Kanouse charges that the essence of American military history is "a
history of atrocity, repression, and racism." She proceeds to list a
series of acts of "mass violence and sponsorship of terrorism" that the US
government has perpetrated over the years, ranging from the
Mexican-American War of 1846-1848 to the present. I agree with Kanouse's list, and, as a professor of history at U of I, I could easily multiply the examples. (It is worth noting in passing that similar lists could
easily be compiled for France, Britain, Germany, Italy, Australia, Brazil,
South Africa, and the large majority of the world's nations. The past is
a very bloody place.) Our nation is indeed deeply stained, especially
in its treatment of ethnic and racial minorities.
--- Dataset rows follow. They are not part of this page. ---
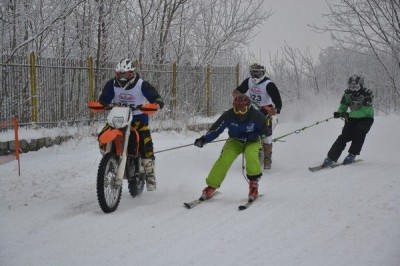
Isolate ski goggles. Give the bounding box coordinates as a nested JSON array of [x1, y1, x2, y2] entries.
[[116, 71, 134, 80], [233, 106, 249, 115]]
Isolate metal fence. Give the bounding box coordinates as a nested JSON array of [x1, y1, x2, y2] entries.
[[0, 53, 239, 127]]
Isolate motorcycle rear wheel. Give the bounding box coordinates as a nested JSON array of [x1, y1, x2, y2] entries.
[[97, 153, 122, 213]]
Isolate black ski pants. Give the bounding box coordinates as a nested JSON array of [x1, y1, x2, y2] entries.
[[328, 117, 374, 162]]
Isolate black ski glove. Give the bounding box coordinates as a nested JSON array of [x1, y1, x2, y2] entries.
[[194, 137, 206, 148], [333, 112, 349, 119]]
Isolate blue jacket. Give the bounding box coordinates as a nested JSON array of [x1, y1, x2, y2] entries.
[[203, 107, 272, 143]]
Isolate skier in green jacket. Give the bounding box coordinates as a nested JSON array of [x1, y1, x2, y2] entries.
[[322, 75, 374, 167]]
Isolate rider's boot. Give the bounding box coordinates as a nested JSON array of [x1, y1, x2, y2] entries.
[[142, 159, 157, 191]]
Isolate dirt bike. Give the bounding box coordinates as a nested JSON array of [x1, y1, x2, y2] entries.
[[88, 102, 159, 213]]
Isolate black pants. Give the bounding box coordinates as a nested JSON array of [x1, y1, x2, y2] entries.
[[328, 118, 374, 162]]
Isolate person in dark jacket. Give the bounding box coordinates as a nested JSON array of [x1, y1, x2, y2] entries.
[[233, 64, 282, 169], [99, 59, 164, 191], [194, 94, 271, 200], [322, 75, 374, 167]]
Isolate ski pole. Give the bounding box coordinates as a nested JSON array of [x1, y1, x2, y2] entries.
[[154, 139, 227, 154], [272, 116, 333, 142]]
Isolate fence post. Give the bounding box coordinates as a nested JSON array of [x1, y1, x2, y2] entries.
[[172, 62, 177, 113], [206, 65, 211, 116], [87, 55, 95, 102], [236, 64, 240, 87], [29, 52, 38, 123]]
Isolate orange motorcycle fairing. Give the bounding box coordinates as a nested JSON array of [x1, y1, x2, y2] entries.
[[131, 127, 139, 155], [99, 128, 124, 156]]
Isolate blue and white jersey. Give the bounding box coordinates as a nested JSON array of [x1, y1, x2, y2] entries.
[[246, 79, 272, 107]]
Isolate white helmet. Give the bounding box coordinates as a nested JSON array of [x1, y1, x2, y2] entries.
[[115, 58, 136, 87], [249, 64, 265, 84]]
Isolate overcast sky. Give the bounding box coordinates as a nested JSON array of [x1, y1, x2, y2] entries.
[[249, 0, 331, 65]]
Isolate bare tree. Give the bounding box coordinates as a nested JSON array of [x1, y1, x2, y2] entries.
[[312, 0, 400, 98]]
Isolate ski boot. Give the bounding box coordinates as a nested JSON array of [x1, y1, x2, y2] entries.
[[321, 157, 335, 167], [249, 180, 258, 201], [343, 153, 356, 164], [200, 186, 215, 200]]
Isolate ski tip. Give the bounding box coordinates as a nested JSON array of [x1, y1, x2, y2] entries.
[[183, 202, 192, 209]]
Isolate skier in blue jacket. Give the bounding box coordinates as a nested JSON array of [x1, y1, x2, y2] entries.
[[194, 94, 271, 200]]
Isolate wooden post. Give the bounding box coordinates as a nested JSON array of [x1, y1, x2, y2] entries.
[[236, 64, 240, 87], [206, 65, 211, 116], [87, 55, 95, 102], [172, 62, 177, 113], [29, 52, 38, 123]]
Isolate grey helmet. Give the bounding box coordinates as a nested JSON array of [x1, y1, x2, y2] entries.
[[249, 64, 265, 84], [347, 75, 364, 91], [115, 58, 136, 88]]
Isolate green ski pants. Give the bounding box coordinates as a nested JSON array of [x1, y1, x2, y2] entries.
[[206, 139, 262, 188]]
My main disagreement is with the grossly lopsided nature of Kanouse's
presentation. Just as easily and consequentially, a second series of
historical events could be cited in which the US government has acquitted
itself well, none of which figure in Kanouse's tendentious and reflexively
anti-government interpretation. Have there been no "just wars" (The War
of Independence, the Civil War, the Second World War) in American history? Was the GI Bill of Rights that educated millions of World-War-II veterans (including my father) a bad thing? How about the Marshall Plan that reconstructed Europe after 1945? Does Kanouse think it is criminal that South Korea remained democratic during the second half of the 20th century and that Saddam Hussein was expelled from Kuwait? The Berlin Airlift, the work of the US Peace Corps, countless instances of humanitarian relief: are all these events and actions irrelevant to her score card? This list, too, could be lenghtened easily. Predictably, Kanouse cites the tens of thousands of Japanese-Americans interred during the Second World War; she is loathe to mention, however, the successful defeat of Japanese fascism and the tens of MILLIONS of European and Asian immigrants (again, like my Italian-American grandparents) who came to and thrived in the US.

My point is not that one list is longer than the other: it is, rather,
that historical acts and episodes must be evaluated on their own merits.
On those grounds, the present situation demands a flexible, multi-pronged
response, part of which must be military. Personally, I have been
uncomfortable with--in some instances, vehemently opposed to--several
American military interventions during my lifetime, and I came of age
politically on anti-Vietnam sentiment. But a direct attack of unparalled
ferocity on the American homeland and its civilian citizenry is surely a
very different matter. I believe it is naive in the extreme to think that
the fundamentalist Islamic extremists who destroyed the World Trade
Center--and who murdered Anwar Sadat in 1981, tried to assassinate the
Pope, killed hundreds of Africans in US embassies, etc., etc.--can be
stopped without the use of force. Of course that force needs to be
targeted and intelligent. I fear, however, that if Kanouse, rather than
Roosevelt, had been president in the 1930s and 1940s, a swastika would now fly over the capitol in Washington D.C. And when the anthrax cloud is spreading over Chicago, and the wind is blowing southward, it will not
suffice to cite the errors of American foreign policy in the Spanish-American War over 100 years ago.

Kanouse self-righteously lectures her readers on the meaning of democracy, the essence of which she percieves to be the right to dissent and diversity. True in part. The earlier reader who telephoned angrily into
her home is obviously out of line. As Kanouse asserts, she is also
certainly entitled to publicize her own views on current events (even if
her "blame America" interpretation, as President Clinton recently dubbed
it, is shared by only a small percentage of Americans, largely from the
Naderite left). But she appears oblivious to the fact that the democratic freedoms she takes for granted are not an inevitable inheritance. They are historical achievements that had to be fought for in order to be secured--often with high loss of life and much patriotic committment--and that may well have to be fought to be preserved again. There is no recognition in Kanouse's editorial of the physical and moral imperative of self-defense.